The 80's were definitely the era for it, what with that kind of thing and the Geraldo "Satanic Sacrifices and Ritual Abuse" specials. This piece very cleverly links the same types of moral panics/sexual hysterias [of every era] and points out this generation's bugaboo - the internet.
Type of thing annoys me as "for the children" is used as the rallying cry for no end of retarded and civil rights abridging legislation.
Sex Panic! — An Interview With Debbie Nathan - 10 Zen Monkeys:
"...When I read the interviews of the kids, I could see the way the cases went forward forensically. The adult interviewers, whether they were detectives or social workers or psychologists, brainwashed the kids. They interjected their own fantasies into those kids by asking them leading questions over and over and over and over. I heard some of the tapes of kids who would walk into the room loving their teachers. And they would walk out utter basket cases, thinking that they'd been brutalized by Miss Mickey or somebody that they loved before. And I would cry. I would say — these kids have been brutalized by the investigation and by this whole panic. So were the women that were working in public daycare. That pained me to no end, the fact that public child care was under such assault. And it pained me to see women so guilty about going to work. But the thing that really got to me was the fact that relationships that were really beautiful were destroyed. You could hear it on the tapes. It was horrible to hear those interviews. And then you're like, 'Oh my god. I have to tell the world about this.'
...In fact, what's happening right now is a panic about kids and the internet. And there is a panic about teenagers having sex with each other. Those two things are working off each other. Did I predict those? No! I didn't predict them. And it seems to be happening since 9/11, actually. I think that the most proximate thing is fear of the internet. There's always a panic over a new technology. There are moral panics all the time. I mean, there was a moral panic over the telephone when it was first introduced.
SB: That's right! Because strangers would call you...

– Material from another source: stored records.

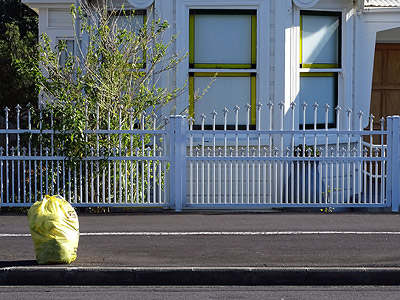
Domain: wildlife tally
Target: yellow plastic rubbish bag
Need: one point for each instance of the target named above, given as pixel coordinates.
(54, 228)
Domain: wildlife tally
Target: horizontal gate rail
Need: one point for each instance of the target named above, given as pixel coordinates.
(133, 175)
(249, 166)
(198, 165)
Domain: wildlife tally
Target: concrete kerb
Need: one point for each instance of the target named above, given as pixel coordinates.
(198, 276)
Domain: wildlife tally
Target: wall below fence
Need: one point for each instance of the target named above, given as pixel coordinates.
(185, 168)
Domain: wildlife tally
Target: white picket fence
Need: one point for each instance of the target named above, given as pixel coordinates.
(188, 164)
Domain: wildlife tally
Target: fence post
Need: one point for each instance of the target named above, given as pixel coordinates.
(178, 161)
(393, 182)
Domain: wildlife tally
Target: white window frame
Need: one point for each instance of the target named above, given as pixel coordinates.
(263, 46)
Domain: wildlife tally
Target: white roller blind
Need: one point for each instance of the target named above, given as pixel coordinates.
(320, 39)
(224, 39)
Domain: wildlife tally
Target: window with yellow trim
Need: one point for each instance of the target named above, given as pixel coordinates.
(320, 63)
(222, 44)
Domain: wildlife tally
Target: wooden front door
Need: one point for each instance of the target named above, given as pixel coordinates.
(385, 97)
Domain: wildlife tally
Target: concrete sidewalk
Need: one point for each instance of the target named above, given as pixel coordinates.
(213, 248)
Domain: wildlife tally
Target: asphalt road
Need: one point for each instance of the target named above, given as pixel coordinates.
(204, 292)
(219, 240)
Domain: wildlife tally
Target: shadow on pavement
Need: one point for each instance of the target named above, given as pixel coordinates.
(18, 263)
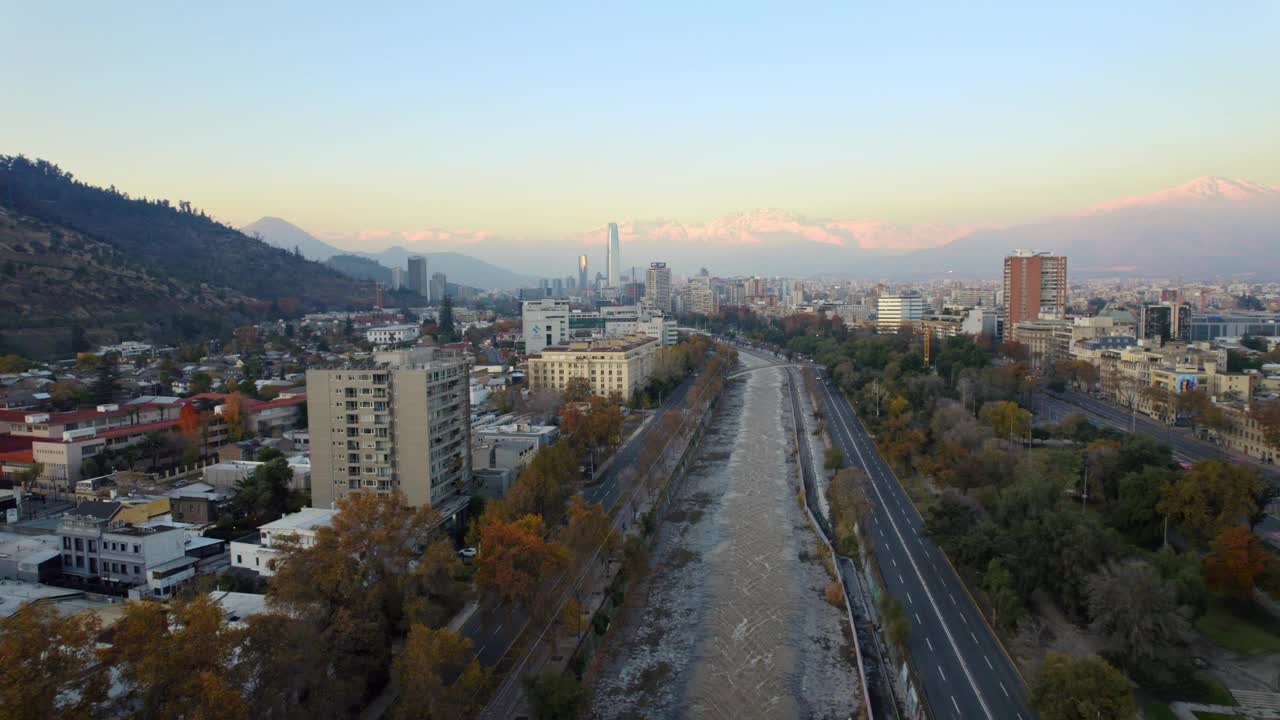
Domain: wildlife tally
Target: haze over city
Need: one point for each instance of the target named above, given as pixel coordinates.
(571, 361)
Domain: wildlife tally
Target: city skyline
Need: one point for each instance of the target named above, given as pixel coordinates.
(938, 117)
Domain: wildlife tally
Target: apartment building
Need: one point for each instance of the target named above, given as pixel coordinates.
(657, 287)
(894, 311)
(616, 365)
(400, 422)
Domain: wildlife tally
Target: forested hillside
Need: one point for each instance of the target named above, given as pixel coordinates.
(76, 255)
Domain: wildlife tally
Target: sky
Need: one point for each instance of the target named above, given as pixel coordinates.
(543, 119)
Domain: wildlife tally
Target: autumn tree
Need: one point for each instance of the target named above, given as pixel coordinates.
(350, 592)
(846, 496)
(1080, 688)
(545, 484)
(1008, 419)
(48, 665)
(1234, 563)
(1211, 497)
(516, 557)
(438, 677)
(177, 660)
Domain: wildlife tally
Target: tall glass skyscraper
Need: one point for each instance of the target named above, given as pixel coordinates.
(615, 258)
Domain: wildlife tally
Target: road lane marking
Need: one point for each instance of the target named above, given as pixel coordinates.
(928, 593)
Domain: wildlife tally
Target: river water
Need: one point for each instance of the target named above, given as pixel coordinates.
(732, 623)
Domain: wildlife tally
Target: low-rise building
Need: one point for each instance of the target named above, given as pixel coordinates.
(389, 335)
(256, 551)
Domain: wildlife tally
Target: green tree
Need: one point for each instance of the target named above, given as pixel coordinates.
(438, 677)
(106, 381)
(556, 696)
(1212, 497)
(1137, 611)
(1080, 688)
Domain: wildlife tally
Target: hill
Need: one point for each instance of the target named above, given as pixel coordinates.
(460, 268)
(1202, 228)
(287, 236)
(90, 258)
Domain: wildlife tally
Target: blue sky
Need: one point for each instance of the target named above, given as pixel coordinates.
(545, 119)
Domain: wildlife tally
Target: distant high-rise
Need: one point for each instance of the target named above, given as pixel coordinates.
(615, 258)
(1034, 287)
(439, 286)
(417, 278)
(657, 287)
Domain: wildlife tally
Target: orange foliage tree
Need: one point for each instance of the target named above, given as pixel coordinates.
(1234, 561)
(516, 557)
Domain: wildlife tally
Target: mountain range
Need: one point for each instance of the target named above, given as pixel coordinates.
(457, 267)
(1210, 226)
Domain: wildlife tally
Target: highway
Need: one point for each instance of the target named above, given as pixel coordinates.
(1056, 408)
(964, 671)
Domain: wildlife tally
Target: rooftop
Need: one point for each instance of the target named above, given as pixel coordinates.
(305, 519)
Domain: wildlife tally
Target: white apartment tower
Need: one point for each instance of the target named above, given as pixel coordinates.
(657, 287)
(892, 311)
(400, 422)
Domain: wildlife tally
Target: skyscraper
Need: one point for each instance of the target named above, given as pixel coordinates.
(401, 422)
(615, 258)
(657, 287)
(439, 286)
(1034, 287)
(417, 278)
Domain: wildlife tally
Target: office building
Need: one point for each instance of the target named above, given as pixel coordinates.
(1034, 287)
(544, 322)
(894, 311)
(657, 287)
(617, 365)
(1165, 322)
(439, 287)
(613, 258)
(417, 278)
(702, 296)
(400, 422)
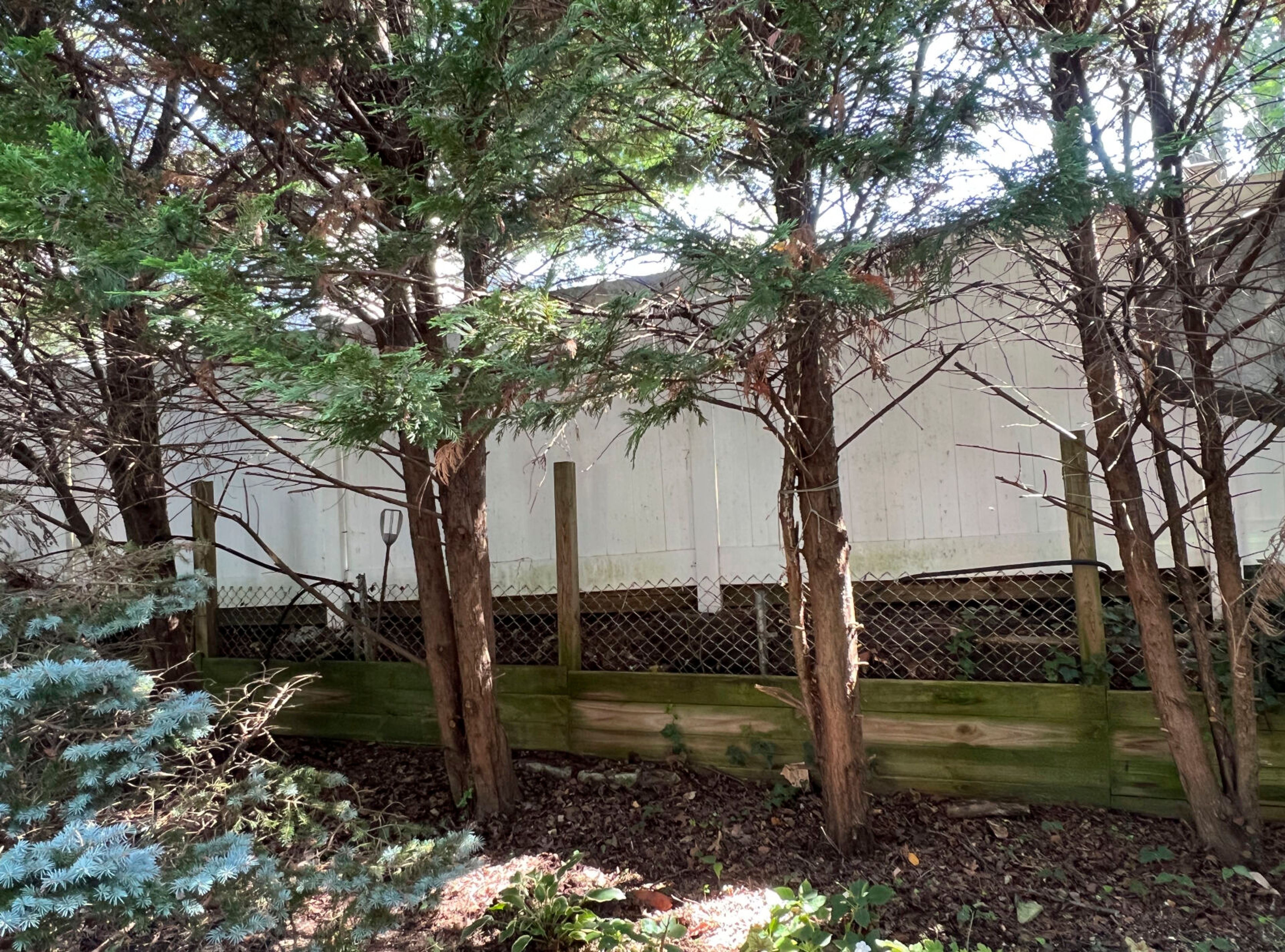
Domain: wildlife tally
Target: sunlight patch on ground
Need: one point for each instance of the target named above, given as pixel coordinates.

DN: Yeah. Male voices would call up young women in their homes.
SB: And god knows what would happen from there.
DN: There was a panic about comic books. There's always a panic about new technology. We're looking at it in hindsight. We're looking at a panic, and we're looking back and saying, "Oh, the internet."
SB: Oh yeah. Remember when that was such a big fright? And now it seems like nothing. That's what always happens as soon as the technology ages.
DN: But it's not nothing for a lot of people with kids today, you know?
SB: Well, I had another interview on our show with a social scientist named Mike Males. And he has these great papers that say, "Look, your kid statistically is in greater risk being in church or at the shopping mall than they are on their MySpace page." The notion of the actual risk that young people are facing on the internet is completely blown out of proportion."